Say for example that I’m weighing how I’d research in the EU vs US. I write down how I feel initially, including possible biases (EU probably has better living conditions; US has more researchers; I should be careful not to anchor on these feelings). As I go through, I find knowledge gaps (where will I have more free time, and by how much?) and brainstorm how to fill them (my dad knows German researchers. They’d be good to ask about this). I find extelligence helps me move much faster and build a game plan.
Another thing is to discuss your plans with others. I know LessWrong is an example, but in-person discussion is probably better.
If I can make a difference to enough people or to the world and leave it a better place than I found it then at least I wasn’t entirely pointless or a complete waste of space, oxygen and other natural resources. So far, I have spent my life learning and becoming a functioning adult, but now it’s time to start really earning my place here.
I strongly caution you to watch out for obligation / guilt. Even if you don’t feel it yet, the mindset “I owe this to the world” can push you to some dark and counterproductive places. As said here, make sure you’ve put your own oxygen mask on before helping others.
Feel free to message me.
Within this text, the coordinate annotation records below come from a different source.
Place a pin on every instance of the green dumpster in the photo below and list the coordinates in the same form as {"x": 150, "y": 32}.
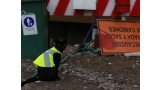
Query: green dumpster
{"x": 33, "y": 43}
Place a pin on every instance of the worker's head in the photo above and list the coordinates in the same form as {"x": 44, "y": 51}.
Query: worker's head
{"x": 60, "y": 44}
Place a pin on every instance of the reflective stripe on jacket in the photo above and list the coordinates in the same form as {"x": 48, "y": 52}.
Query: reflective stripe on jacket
{"x": 46, "y": 58}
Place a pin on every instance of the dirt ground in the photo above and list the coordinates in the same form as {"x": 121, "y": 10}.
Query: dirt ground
{"x": 89, "y": 72}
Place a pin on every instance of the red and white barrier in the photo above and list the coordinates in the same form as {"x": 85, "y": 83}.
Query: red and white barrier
{"x": 103, "y": 8}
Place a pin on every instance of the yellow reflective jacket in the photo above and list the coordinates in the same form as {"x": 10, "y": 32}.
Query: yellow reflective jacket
{"x": 46, "y": 58}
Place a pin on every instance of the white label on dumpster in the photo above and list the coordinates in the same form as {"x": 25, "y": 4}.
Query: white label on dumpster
{"x": 29, "y": 24}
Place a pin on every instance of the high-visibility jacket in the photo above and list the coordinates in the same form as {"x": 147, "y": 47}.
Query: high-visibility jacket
{"x": 46, "y": 58}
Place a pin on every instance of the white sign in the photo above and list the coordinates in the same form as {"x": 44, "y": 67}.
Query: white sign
{"x": 29, "y": 24}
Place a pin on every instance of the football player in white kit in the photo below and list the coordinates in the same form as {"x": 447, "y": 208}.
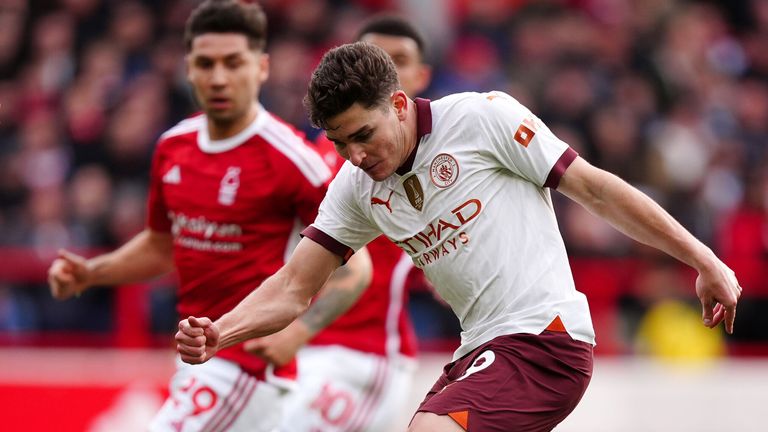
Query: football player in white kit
{"x": 462, "y": 185}
{"x": 354, "y": 372}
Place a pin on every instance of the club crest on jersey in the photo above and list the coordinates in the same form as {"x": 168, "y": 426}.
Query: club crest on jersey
{"x": 173, "y": 176}
{"x": 444, "y": 170}
{"x": 229, "y": 185}
{"x": 379, "y": 201}
{"x": 414, "y": 191}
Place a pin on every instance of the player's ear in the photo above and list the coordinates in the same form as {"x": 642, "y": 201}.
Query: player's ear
{"x": 188, "y": 65}
{"x": 400, "y": 103}
{"x": 263, "y": 60}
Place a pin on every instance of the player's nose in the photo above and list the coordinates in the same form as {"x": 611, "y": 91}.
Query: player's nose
{"x": 356, "y": 154}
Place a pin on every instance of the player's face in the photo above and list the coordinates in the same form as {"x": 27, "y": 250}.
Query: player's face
{"x": 226, "y": 75}
{"x": 413, "y": 74}
{"x": 374, "y": 139}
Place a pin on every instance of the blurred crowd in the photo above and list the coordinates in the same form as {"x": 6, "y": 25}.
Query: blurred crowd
{"x": 670, "y": 95}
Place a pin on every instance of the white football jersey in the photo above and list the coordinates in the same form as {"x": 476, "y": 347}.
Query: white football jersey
{"x": 472, "y": 208}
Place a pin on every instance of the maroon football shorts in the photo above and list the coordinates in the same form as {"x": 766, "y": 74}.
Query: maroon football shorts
{"x": 517, "y": 382}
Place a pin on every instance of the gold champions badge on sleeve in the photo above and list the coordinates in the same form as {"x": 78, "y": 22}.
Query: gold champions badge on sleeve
{"x": 414, "y": 192}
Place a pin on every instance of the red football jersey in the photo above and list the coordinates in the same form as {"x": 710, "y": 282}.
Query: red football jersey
{"x": 378, "y": 322}
{"x": 234, "y": 207}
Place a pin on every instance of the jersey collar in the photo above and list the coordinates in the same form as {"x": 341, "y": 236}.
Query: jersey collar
{"x": 423, "y": 127}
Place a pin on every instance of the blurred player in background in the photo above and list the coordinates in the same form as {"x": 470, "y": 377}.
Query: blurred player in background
{"x": 354, "y": 373}
{"x": 229, "y": 189}
{"x": 467, "y": 181}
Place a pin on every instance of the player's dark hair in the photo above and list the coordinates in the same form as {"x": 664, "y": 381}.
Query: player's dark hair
{"x": 228, "y": 16}
{"x": 393, "y": 25}
{"x": 358, "y": 72}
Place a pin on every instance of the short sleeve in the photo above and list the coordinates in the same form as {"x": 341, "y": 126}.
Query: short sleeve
{"x": 157, "y": 212}
{"x": 341, "y": 221}
{"x": 521, "y": 142}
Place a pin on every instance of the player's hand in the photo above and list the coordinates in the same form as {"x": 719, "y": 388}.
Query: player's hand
{"x": 197, "y": 340}
{"x": 68, "y": 275}
{"x": 719, "y": 292}
{"x": 281, "y": 347}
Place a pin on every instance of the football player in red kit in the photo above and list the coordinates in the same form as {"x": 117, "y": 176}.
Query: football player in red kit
{"x": 229, "y": 190}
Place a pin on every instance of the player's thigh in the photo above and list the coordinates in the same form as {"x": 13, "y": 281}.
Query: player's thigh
{"x": 429, "y": 422}
{"x": 218, "y": 396}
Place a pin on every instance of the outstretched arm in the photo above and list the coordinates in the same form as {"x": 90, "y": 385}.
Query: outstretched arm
{"x": 147, "y": 255}
{"x": 638, "y": 216}
{"x": 341, "y": 291}
{"x": 271, "y": 307}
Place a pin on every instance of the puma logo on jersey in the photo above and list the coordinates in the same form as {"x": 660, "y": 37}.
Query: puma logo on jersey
{"x": 379, "y": 201}
{"x": 482, "y": 362}
{"x": 173, "y": 176}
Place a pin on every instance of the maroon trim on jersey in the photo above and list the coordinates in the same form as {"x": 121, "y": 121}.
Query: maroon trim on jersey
{"x": 553, "y": 179}
{"x": 328, "y": 242}
{"x": 423, "y": 127}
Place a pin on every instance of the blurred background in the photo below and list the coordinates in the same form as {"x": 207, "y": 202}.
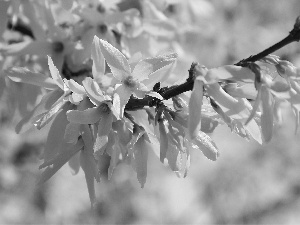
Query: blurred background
{"x": 248, "y": 184}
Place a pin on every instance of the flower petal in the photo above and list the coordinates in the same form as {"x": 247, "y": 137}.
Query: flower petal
{"x": 148, "y": 66}
{"x": 55, "y": 74}
{"x": 116, "y": 60}
{"x": 230, "y": 72}
{"x": 104, "y": 128}
{"x": 267, "y": 114}
{"x": 41, "y": 48}
{"x": 123, "y": 94}
{"x": 88, "y": 116}
{"x": 22, "y": 74}
{"x": 75, "y": 87}
{"x": 98, "y": 68}
{"x": 93, "y": 91}
{"x": 195, "y": 105}
{"x": 206, "y": 145}
{"x": 141, "y": 149}
{"x": 58, "y": 161}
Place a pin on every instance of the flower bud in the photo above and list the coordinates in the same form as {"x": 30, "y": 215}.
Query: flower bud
{"x": 286, "y": 68}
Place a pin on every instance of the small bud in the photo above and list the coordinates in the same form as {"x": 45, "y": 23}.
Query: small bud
{"x": 297, "y": 24}
{"x": 286, "y": 68}
{"x": 271, "y": 59}
{"x": 58, "y": 47}
{"x": 102, "y": 28}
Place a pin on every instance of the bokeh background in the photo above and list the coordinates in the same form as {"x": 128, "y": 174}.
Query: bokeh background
{"x": 248, "y": 184}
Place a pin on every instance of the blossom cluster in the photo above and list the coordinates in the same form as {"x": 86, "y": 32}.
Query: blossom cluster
{"x": 80, "y": 55}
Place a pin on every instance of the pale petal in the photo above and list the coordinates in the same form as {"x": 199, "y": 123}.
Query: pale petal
{"x": 41, "y": 48}
{"x": 195, "y": 105}
{"x": 58, "y": 161}
{"x": 230, "y": 72}
{"x": 88, "y": 116}
{"x": 22, "y": 74}
{"x": 98, "y": 68}
{"x": 124, "y": 94}
{"x": 116, "y": 60}
{"x": 75, "y": 87}
{"x": 93, "y": 91}
{"x": 55, "y": 74}
{"x": 267, "y": 114}
{"x": 141, "y": 149}
{"x": 148, "y": 66}
{"x": 206, "y": 145}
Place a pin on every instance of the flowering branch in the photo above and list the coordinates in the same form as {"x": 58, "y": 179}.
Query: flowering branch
{"x": 172, "y": 91}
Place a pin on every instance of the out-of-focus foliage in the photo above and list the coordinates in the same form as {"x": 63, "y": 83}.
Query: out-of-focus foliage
{"x": 72, "y": 69}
Best of luck.

Elliot Callender 8 Jan 2024 0:17 UTC
1 point
0
on: Significantly Enhancing Adult Intelligence With Gene Editing May Be Possible
We know that some genes are only active in the womb, or in childhood, which should make us very skeptical that editing them would have an effect.
Would these edits result in demethylated DNA? A reversion of the epigenome could allow expression of infant genes. There may also be robust epigenomic therapies developed by the time this project would be scalable.
Companies like 23&Me genotyped their 12 millionth customer two years ago and could probably get at perhaps 3 million customers to take an IQ test or submit SAT scores.
Just as you mentioned academics’ aversion from this area, I think genomics companies would be reluctant at best to ask their customers for test scores. Perhaps it wouldn’t be bad PR once the public is more concerned about existential AI. Governments might be more willing to provide data.